The landscape of Abazon is dry -- a parched, sun-bleached Kangan desert pockmarked by anthills. After two years without rain or aid from Bassa, the seat of power, six elders have come to the city to petition the President for help.
In his fictional African nation, Chinua Achebe presents a notion of faltering government from within and without. From the perspectives of a government Commissioner (Chris), the Editor in Chief of the national newspaper (Ikem) and the woman important to them both (Beatrice), we are shown a crumbling regime from both a humorous and a tragic point of view.
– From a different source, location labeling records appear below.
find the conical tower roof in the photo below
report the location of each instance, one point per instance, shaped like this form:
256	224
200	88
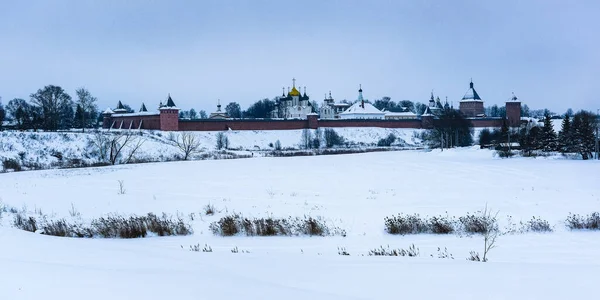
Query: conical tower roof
471	94
170	102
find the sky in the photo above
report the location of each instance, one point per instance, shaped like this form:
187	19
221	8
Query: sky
545	51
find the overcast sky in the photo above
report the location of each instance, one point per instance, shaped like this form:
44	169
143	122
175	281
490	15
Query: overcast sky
545	51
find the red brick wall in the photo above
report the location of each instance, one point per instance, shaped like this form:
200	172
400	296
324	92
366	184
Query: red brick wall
487	122
149	122
169	119
513	113
216	125
471	108
371	123
158	123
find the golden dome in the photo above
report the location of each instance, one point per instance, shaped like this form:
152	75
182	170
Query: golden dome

The anthills of the title, an image re-used throughout the novel, are manyfold. They represent the indecision and hesitation of government officials to question their leader, burying themselves like ants in the dry soil of the savannah. They represent cracks in the landscape brought to light by the death of vegetation because of the oppressive sun -- a metaphorical parallel to the fractures in a government exposed by incompetence from above. As in other African literature, however, as physical features of the land they also stand on their own merits -- blisters on the earth itself, a punishment from above.
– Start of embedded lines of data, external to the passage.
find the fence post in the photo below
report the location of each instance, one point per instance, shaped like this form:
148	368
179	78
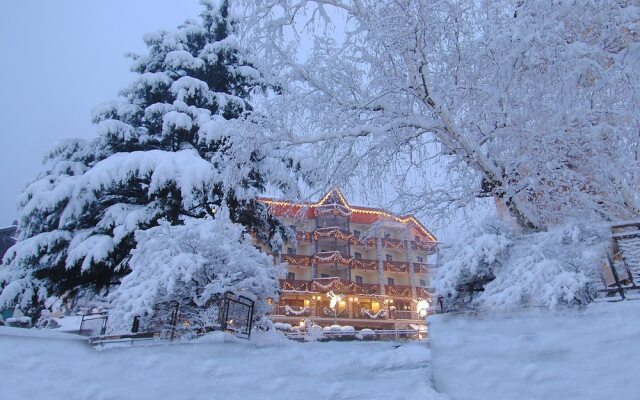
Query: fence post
615	276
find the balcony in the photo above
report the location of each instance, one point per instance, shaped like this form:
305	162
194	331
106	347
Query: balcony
356	264
294	259
326	284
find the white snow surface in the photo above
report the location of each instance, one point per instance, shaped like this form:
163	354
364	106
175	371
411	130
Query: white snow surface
214	367
538	355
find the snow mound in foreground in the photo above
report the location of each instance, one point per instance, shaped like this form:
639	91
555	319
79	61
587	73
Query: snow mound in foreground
55	369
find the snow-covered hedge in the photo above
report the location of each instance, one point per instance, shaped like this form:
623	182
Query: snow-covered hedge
494	267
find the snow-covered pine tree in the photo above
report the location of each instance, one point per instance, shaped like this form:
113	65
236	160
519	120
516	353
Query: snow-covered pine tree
180	142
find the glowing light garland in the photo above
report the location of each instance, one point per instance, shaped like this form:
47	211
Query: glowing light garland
398	291
365	313
333	257
333	209
358	210
297	260
288	310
Achebe's novel is difficult in that there is no moral absolute. No character is flawless and though there is a clear desire on the part of the reader for the government to fall, it is unclear what it would achieve and what would replace it. What is clear is the distinction made between the educated characters and the 'peasants' as they are known in an integral speech given by the Editor, Ikem. Not only in terms of the comparisons between how they live, but also in their speech itself.
The central group of characters around which the novel revolves speak in a formal, perfect English. The divide between class manifests itself in a dense pidgin dialect that almost makes those characters too difficult to understand. Ironically, some of the most profound statements are made by these characters, and the novel is concluded on a question phrased to an English-educated Beatrice from Ikem's girlfriend in this dialect.
In a way, it causes the reader to question the truly important characters in the novel. Chris often talks about how he, the President, and Ikem are the three most important people in Kangan, but in a way he is incorrect. Ikem's fundamentally communist ideals would argue that it is the 'peasants' and workers that are the important citizens, and indeed it is these proletariat that end up moving the plot and the fall of the government forward.
Achebe's writing often has a very distinct agenda -- a quality that his characters defend in Anthills of the Savannah as an admirable trait in itself, because everyone has an agenda; it is up to them whether or not it is advertised. In this case, forcing the reader to decipher the dialect that is in many ways completely divorced from English is paramount: at first, the dialog is so incomprehensible it feels almost natural to dismiss it, ignore it, and focus instead on what we readily understand. But, throughout reading the novel, we learn how important those characters and their words are, and sympathize with them more effectively. Though manipulative, it is a manipulation that teaches us to question our very instincts, and stays with us beyond just the reading of the novel.